There are two openings in your heater/pump:
an inlet and outlet. These
openings must be completely covered with water before the
heater is turned on. If the power is turned on before
then for even thirty seconds, you stand a very good chance of
burning out both the heater and the pump.
Pumps: The front part of
the pump which has the 1/2" inlet and outlet is called
the volute. The outlet of the volute (the male threaded
part) is easily broken if dropped or over-torqued. When
installing the pump, unscrew the four wingnuts that hold the
volute in place and remove it.
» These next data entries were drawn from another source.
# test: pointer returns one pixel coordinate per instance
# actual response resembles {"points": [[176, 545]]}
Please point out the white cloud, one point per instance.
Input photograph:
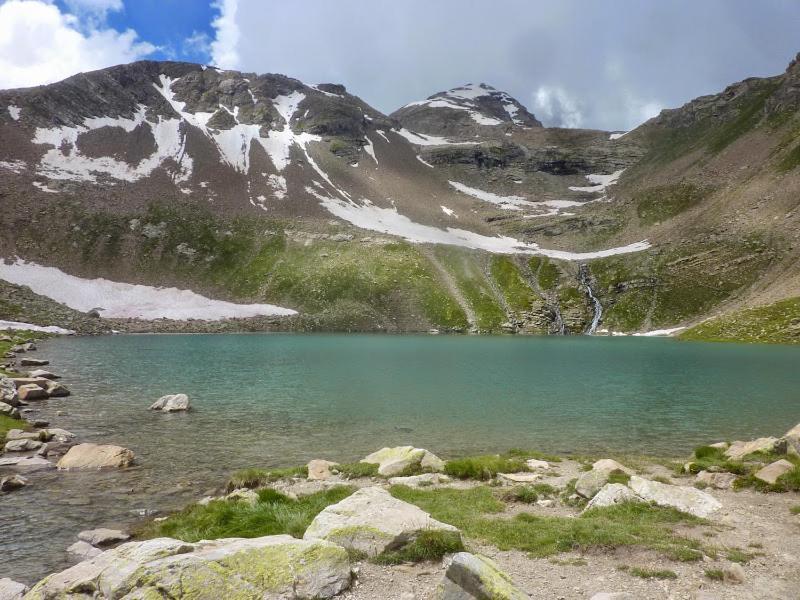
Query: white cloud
{"points": [[225, 47], [39, 44], [556, 107]]}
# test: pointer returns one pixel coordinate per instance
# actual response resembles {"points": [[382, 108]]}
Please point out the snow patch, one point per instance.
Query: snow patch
{"points": [[17, 325], [125, 300], [430, 140], [389, 221]]}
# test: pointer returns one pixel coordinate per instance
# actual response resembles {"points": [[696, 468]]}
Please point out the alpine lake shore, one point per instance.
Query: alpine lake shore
{"points": [[403, 523]]}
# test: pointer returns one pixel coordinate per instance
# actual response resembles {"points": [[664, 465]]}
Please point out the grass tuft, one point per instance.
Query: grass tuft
{"points": [[273, 514], [428, 546]]}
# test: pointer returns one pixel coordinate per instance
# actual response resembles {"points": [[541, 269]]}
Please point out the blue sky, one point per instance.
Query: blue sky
{"points": [[606, 64]]}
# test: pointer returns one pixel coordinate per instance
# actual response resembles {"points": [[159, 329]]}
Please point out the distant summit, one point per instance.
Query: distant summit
{"points": [[465, 108]]}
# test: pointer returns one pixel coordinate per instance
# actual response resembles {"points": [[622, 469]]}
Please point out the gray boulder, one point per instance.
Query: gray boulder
{"points": [[687, 499], [267, 568], [12, 590], [171, 403], [475, 577], [611, 494], [372, 521], [103, 537]]}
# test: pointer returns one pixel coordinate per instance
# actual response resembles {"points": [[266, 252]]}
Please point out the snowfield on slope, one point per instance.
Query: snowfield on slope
{"points": [[125, 300]]}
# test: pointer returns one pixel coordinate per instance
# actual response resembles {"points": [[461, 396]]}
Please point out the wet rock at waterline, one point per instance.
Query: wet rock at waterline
{"points": [[103, 537], [372, 521], [12, 590], [393, 461], [96, 456], [171, 403], [475, 577], [277, 566]]}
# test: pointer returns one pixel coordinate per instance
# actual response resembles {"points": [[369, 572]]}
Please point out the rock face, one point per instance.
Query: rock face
{"points": [[393, 461], [773, 471], [611, 494], [96, 456], [720, 481], [475, 577], [171, 403], [269, 567], [590, 482], [739, 450], [372, 521], [686, 499], [103, 537], [11, 590], [320, 470]]}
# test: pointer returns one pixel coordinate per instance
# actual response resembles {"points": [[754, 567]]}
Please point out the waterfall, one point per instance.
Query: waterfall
{"points": [[583, 274]]}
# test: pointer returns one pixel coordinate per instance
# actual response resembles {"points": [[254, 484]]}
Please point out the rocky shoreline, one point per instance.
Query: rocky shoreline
{"points": [[404, 523]]}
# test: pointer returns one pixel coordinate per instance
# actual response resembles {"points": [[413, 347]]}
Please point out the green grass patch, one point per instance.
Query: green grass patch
{"points": [[622, 525], [428, 546], [357, 470], [484, 467], [662, 202], [273, 514], [255, 478], [777, 323], [517, 293]]}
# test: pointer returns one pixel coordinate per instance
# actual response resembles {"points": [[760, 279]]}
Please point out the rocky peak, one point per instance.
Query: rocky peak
{"points": [[465, 110]]}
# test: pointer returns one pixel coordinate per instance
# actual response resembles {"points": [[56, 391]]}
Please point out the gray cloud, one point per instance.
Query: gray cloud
{"points": [[606, 64]]}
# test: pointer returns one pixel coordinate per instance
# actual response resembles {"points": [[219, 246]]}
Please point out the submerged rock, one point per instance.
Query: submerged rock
{"points": [[738, 450], [103, 537], [475, 577], [372, 521], [393, 461], [277, 566], [611, 494], [320, 470], [96, 456], [773, 471], [171, 403], [687, 499], [12, 590]]}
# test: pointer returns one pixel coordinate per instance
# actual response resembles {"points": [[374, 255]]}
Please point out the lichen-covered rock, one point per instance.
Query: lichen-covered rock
{"points": [[687, 499], [271, 567], [11, 590], [611, 494], [171, 403], [96, 456], [738, 450], [372, 521], [475, 577], [393, 461], [773, 471]]}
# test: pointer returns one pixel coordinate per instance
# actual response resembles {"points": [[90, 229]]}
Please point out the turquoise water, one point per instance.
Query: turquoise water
{"points": [[268, 400]]}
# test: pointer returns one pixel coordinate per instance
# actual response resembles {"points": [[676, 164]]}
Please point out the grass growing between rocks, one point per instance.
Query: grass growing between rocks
{"points": [[623, 525], [255, 478], [429, 546], [488, 466], [273, 514]]}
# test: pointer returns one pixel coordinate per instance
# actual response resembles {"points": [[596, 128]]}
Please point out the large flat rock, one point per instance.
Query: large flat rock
{"points": [[686, 499], [267, 568], [372, 521]]}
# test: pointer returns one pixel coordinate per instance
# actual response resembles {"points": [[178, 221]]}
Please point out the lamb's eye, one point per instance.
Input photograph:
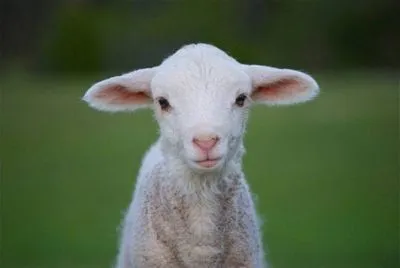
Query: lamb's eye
{"points": [[164, 104], [240, 100]]}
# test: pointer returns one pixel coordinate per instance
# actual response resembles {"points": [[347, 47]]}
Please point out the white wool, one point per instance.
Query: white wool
{"points": [[192, 206]]}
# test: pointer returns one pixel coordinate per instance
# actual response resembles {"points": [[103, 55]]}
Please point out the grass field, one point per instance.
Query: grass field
{"points": [[325, 174]]}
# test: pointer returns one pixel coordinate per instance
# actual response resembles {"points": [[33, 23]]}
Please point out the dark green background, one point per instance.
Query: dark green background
{"points": [[325, 173]]}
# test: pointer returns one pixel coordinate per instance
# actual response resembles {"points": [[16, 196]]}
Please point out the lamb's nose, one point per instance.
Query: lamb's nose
{"points": [[205, 143]]}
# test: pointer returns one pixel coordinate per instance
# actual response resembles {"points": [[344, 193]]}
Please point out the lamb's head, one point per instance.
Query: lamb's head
{"points": [[201, 98]]}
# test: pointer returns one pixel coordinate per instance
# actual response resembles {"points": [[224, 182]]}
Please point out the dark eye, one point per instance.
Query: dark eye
{"points": [[240, 100], [164, 104]]}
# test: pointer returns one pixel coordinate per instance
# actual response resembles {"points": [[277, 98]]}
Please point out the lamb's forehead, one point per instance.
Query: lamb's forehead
{"points": [[199, 66]]}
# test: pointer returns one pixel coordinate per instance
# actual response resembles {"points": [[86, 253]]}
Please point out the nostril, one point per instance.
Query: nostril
{"points": [[206, 144]]}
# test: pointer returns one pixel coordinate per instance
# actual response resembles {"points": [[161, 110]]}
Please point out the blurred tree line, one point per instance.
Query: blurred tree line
{"points": [[85, 36]]}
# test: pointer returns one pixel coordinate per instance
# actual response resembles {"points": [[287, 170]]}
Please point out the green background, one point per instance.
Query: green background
{"points": [[325, 173]]}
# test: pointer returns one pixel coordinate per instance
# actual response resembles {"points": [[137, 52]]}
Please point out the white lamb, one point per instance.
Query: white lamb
{"points": [[192, 206]]}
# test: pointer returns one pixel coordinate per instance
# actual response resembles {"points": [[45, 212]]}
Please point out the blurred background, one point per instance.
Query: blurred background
{"points": [[325, 173]]}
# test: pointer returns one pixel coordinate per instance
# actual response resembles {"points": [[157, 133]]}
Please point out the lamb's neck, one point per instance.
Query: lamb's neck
{"points": [[189, 181]]}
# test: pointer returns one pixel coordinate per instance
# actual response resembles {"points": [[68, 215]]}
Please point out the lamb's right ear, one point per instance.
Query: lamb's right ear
{"points": [[126, 92]]}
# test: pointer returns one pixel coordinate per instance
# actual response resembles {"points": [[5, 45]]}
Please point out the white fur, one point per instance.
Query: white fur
{"points": [[185, 214]]}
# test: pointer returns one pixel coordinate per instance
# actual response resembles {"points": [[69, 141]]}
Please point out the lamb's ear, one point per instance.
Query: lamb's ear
{"points": [[126, 92], [281, 86]]}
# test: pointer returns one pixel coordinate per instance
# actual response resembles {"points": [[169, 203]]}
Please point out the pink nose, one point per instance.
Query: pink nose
{"points": [[205, 143]]}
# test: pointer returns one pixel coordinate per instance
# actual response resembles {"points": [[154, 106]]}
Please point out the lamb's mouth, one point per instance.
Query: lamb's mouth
{"points": [[209, 162]]}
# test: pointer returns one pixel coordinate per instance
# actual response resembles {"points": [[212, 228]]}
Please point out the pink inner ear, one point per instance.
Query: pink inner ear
{"points": [[278, 90], [118, 94]]}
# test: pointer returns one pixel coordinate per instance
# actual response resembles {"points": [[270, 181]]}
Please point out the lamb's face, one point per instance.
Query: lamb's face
{"points": [[201, 97], [202, 110]]}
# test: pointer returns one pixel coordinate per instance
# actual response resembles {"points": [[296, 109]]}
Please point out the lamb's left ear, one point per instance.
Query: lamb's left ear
{"points": [[126, 92], [280, 86]]}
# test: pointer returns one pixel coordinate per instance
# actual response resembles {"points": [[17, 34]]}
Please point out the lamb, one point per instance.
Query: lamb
{"points": [[191, 205]]}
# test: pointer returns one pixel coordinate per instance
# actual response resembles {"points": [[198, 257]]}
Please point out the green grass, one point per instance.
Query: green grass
{"points": [[325, 174]]}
Now you can work with it
without the heavy pump motor jarring up and down. Use
teflon tape on the threads and tighten all fittings on the
volute only until they are snug. Don't over-do it.
After the heater and volute have been mounted on the baptistry,
the motor can be reinstalled onto the volute.
Automatic
water level control: When hooking
up the incoming water line; do not use any sealant.
Sealant will prevent proper operation.
Maintenance: If the water
is to be kept in the baptistry for extended periods of time,
it will be necessary to treat the water just as if it were a
swimming pool. Left unchecked, bacteria and algae can
build up to the point that you will have trouble with water
discoloration or slime on the surface of the baptistry or
water...maybe both. In severe cases, the algae can cause
ugly black spots on the baptistry and may even damage the
gel-coat.
Consult a local swimming pool supply dealer.
He will know what kind of water you have in your area and what
additives will work best.
Cleaning: When you need to
clean the baptistry, never use a harsh scouring powder or pad.
Always use a liquid cleaner and a soft cloth. Rinse
thoroughly with clean water. Waxing
is recommended to protect the finish.